Revealed: Santander helped raise $1.3bn for firm responsible for massive South American deforestation

Published:

Updated: 14 May 2025

London

Spain’s largest bank Banco Santander has helped finance a company responsible for the destruction of an area of climate-critical forests three times the size of Madrid, a new Global Witness investigation reveals.

The findings show that Santander has played a key role in underwriting $1.3 billion to Cresud, an Argentina-based ‘agricultural real estate’ company. Satellite imagery analysis shows Cresud has been responsible for deforesting over 170,000 hectares of forests in South America since 2001.

Cresud’s deforestation in these globally important, carbon-dense forests is estimated to have generated emissions equivalent to a single passenger flying across the Atlantic more than 30 million times.

Santander’s deals appear to contradict the bank’s own internal policies and its high-profile commitment becoming net zero by 2050, and highlight the need for international action to restrict the financing of deforestation ahead of COP30 in Brazil.

Giulia Bondi, senior campaigner at Global Witness said:

Cresud would not be able to turn a profit without being able to deforest because their entire business model relies on being able to raze large areas of climate-critical forests to the ground. And yet, when Banco Santander introduced a policy to limit financing of deforesting companies, their investments in Cresud actually increased.

Ahead of COP30 in the Brazilian Amazon, this shows the urgent need for coordinated international action, including in the EU, to stop banks from investing in and profiting from companies that are destroying vital forests – it could not be clearer, left to their own devices they will keep bankrolling major deforesters like Cresud.”
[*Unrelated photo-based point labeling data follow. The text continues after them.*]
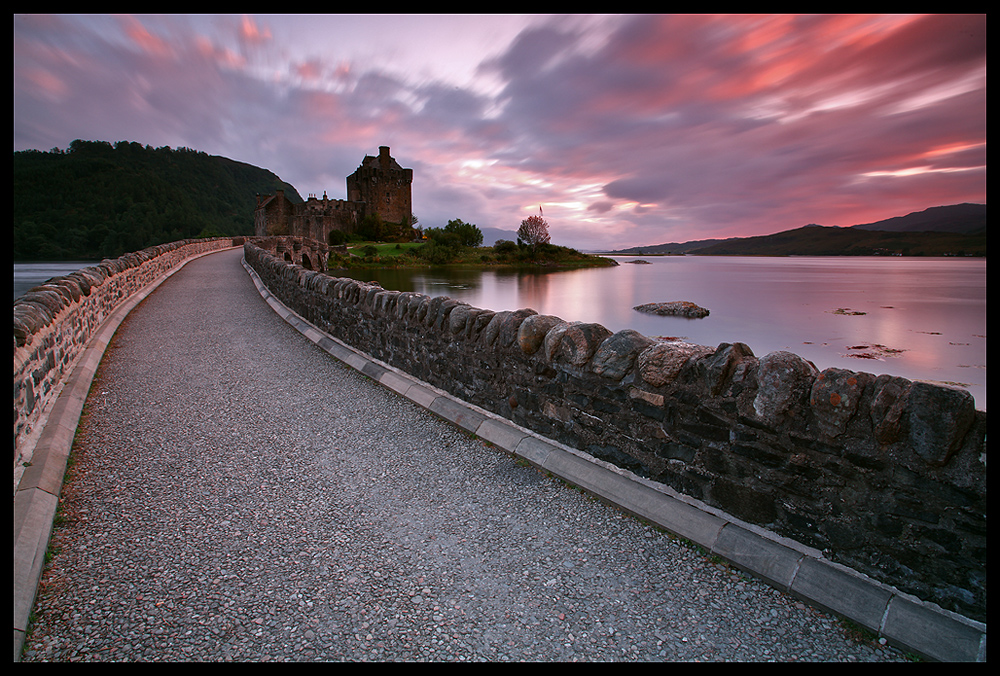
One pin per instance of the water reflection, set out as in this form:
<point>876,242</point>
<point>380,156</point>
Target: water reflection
<point>920,318</point>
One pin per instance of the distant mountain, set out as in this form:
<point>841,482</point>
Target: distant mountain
<point>961,218</point>
<point>96,200</point>
<point>956,230</point>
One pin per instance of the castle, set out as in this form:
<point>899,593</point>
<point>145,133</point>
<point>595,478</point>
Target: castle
<point>378,187</point>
Bankrolling the bulldozers

Santander played a pivotal role in raising the $1.3 billion for Cresud since 2011, jointly underwriting the total in consortium with multiple Argentinian and international banks, and frequently acting as lead underwriter.

In 2018, the bank introduced a sustainability policy to limit funding to projects linked to deforestation in high-risk areas. However, rather than limiting its financing to Cresud, from 2018 onwards Santander has given Cresud even more money, working in consortia to arrange $850 million in financing to the company.
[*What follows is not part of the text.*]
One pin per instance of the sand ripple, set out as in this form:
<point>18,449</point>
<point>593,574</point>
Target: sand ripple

This financing has enabled Cresud to deforest major swaths of the Argentinean and Paraguayan Gran Chaco forest, as well as in Brazil’s biodiverse Cerrado, as part of its business model to expand the agricultural frontier into South America’s climate-critical forests.
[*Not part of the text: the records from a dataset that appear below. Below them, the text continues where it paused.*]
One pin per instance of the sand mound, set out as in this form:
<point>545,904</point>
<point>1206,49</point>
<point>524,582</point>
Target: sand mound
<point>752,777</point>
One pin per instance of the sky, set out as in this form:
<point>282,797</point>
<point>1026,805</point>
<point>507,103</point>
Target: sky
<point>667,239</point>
Cresud operates by buying up large areas of forest land, deforesting and converting the area into farmland. The company then grows soy, wheat, sunflowers or raise cattle on the land. When the land appreciates in value, the company often sells it to the highest bidder.

The company’s expansion has also led to conflicts with Indigenous Peoples and local communities in Brazil, Paraguay and Bolivia.

The high levels of deforestation in the Argentinean Chaco in the north of the country are affecting access to water and resources for Indigenous Peoples.

“With all the deforestation, the estuaries and gullies, the fresh water, have dried up, and that is now a big problem,” says Sergio Rojas, an indigenous activist from the Qom community.

“We are in a very difficult situation, because there is nothing to eat, nothing to drink, and the temperatures at the moment are also extreme.”

When the findings of this investigation were put to Santander, a spokesperson described them as "containing imprecisions and potential information regarding our policies that is not accurate”, but declined to provide specific evidence to support these claims and did not deny they would continue to finance Cresud. Cresud did not respond to multiple requests for comment.

Bondi added: “This shows the urgent need for the EU to bring in rules to prevent the financial sector from funding the destruction of climate-critical forests. The EUDR review of the financial sector’s role in global deforestation is a critical opportunity to extend the regulation to hold banks such as Santander to account.”